Christovam Colombo e o descobrimento da America
Part 7
Emquanto se preparam ou se desenvolvem os acontecimentos, que temos referido, bem que pareçam estranhos á primeira vista, mas que estudados coincidem e explicam os relativos á Colombo e ao descobrimento da America, prosigamos na narrativa de sua prisão e remessa para Hespanha.
Chegara, em 1500, a Cadix, após viagem curta, o navio, que conduzia preso a Colombo. Nada mais natural que a mudança repentina das impressões dos animos populares. A opinião corria em Hespanha desfavoravel á Colombo, accusado por quantos Hespanhóes regressavam do Haity, despeitados de se não terem enriquecido, quando haviam partido da patria arrastados pela idéa de um Eldorado certo e immediato, que lhes compensaria os trabalhos e sacrificios. Ninguem o defendia, e secretas se guardavam suas communicações officiaes, noticiando-se, apenas, seus procedimentos que pareciam tyrannicos.
Ao vel-o, porém, os moradores de Cadix, desembarcar preso, com ferros aos pés, em andrajos despreziveis, e ser transportado da caravella que o trouxera para o calabouço dos grandes criminosos, lembraram-se de subito do quanto elle havia praticado de importante e portentoso, descobrindo as Indias Occidentaes, lançando gloria imarcessivel sobre Hespanha, e creando uma escola de marinheiros e exploradores, que levavam a bandeira régia aos confins da terra! Quantos o accusavam até alli começaram por delle apiedar-se, observando sua situação do momento; não tardaram em tomar seu partido, e em declarar-se contrarios aos que o perseguiam!
Modificou-se assim de novo em Hespanha a opinião publica, sem que esperasse informação, nem esclarecimentos, nem provas; por instinctos de justiça, porém; por opposição á violencias, á arbitrios e despotismos. Um grito unisono soou desde Cadix até ás mais distantes cidades e povoações dos dous reinos de Castella e Aragão.

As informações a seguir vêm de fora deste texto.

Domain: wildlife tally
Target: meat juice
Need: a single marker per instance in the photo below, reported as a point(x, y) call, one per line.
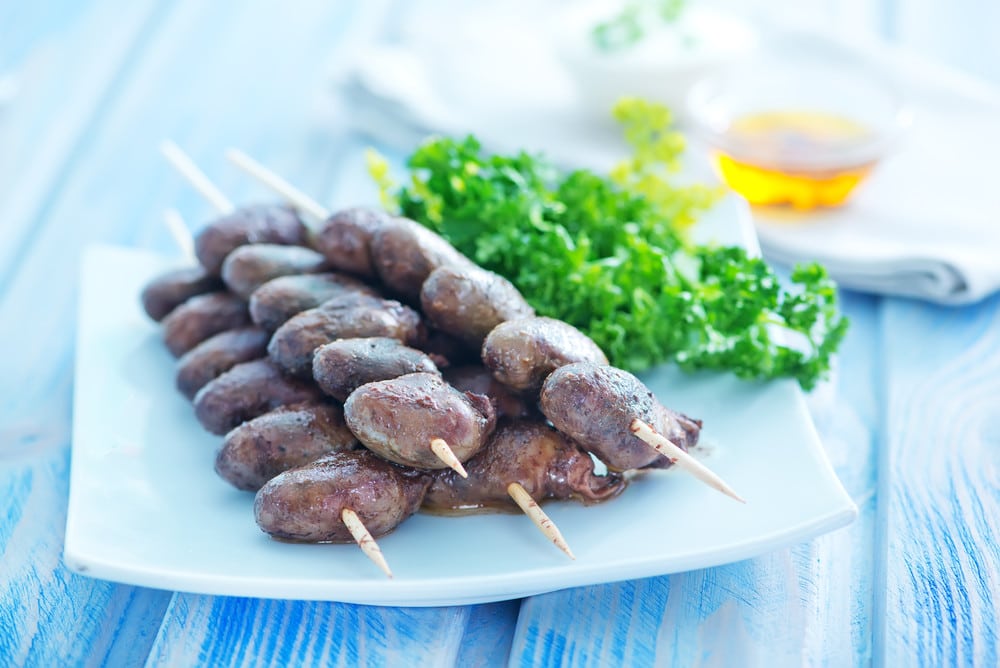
point(798, 136)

Logo que soube do acontecimento em Granada, onde estava então a Côrte hespanhola, mostrou-se pezarosissima a rainha Isabel e arrependida do que havia praticado. Tratou incontinente de remediar o mal, passou ordens terminantes para Cadix, afim de soltarem-se os presos vindos de S. Domingos; mandou entregar á Colombo a quantia de dous mil ducados, pois que devia carecer de dinheiro, e por seu proprio punho escreveu-lhe, convidando-o a dirigir-se á Granada, afim de explicar-lhe os desgraçados successos, que tinham motivado tão desagradaveis occurrencias.
Cumpriu Colombo a ordem de Isabel, satisfeito por lhe ser dirigida tão distincta demonstração de affecto da Rainha. Cumpre dizer aqui que á bordo já o commandante da caravella o tratara cordial e respeitosamente, e quizera tirar-lhe dos pés os ferros que o apertavam e opprimiam: elle, porém, o não consentira, declarando que obedecia ao que haviam os reis de Hespanha ordenado á Bobadilla, como seu delegado, e só uma nova decisão régia poderia allivial-o dos seus soffrimentos.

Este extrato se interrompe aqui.